Analyzing the Mental Health Defense
Insanity defenses are tricky for a number of reasons and seldom work. The reason they do not work is that “insane” people, or those who are fighting mental health issues, can do things for good or bad reasons. For example, an insane person can believe that their father is blocking them from accessing untold riches that do not really exist. They’re insane, but their motive for committing murder is purely selfish. On the other hand, an insane person can believe that their father is possessed by a demon, already dead and that they are doing a good thing for the world by killing the father. Not only are they insane, but their delusion leaves them believing that they are doing something good when they are actually causing a great deal of unnecessary harm.
In the latter case, you have an actionable insanity defense. In the former case, you have a deluded—but evil—intention.
However, holding an individual who believes they are improving the world to the same standard as an individual who thinks they will get rich off a death is not something that our legal system does. That being said, motives mean everything in a first-degree murder trial.

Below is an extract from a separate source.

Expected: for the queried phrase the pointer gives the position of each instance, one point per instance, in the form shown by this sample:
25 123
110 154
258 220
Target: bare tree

If the case goes to trial, it will likely result in a guilty plea because it looks like the defendant was trying to cause the father pain. Most people who are trying to get rid of a demon would be remiss about using a weapon as violent and personal as a knife. That would show the jury that the defendant wanted to inflict pain and would likely unravel a moral insanity defense.
The moral insanity defense only works when the defendant is attempting to do something good, but it’s not good. During a trial in which an insanity plea is on the table, the burden of proof shifts to the defendant to establish that they should not be held responsible for the murder. In most cases, they don’t just walk out of court and go back to their normal lives. Instead, they are placed in a psychiatric facility until a psychiatrist says they are okay to rejoin society. Alternatively, the defendant could be charged with second-degree as opposed to first-degree murder. None of those options are really good for the defendant.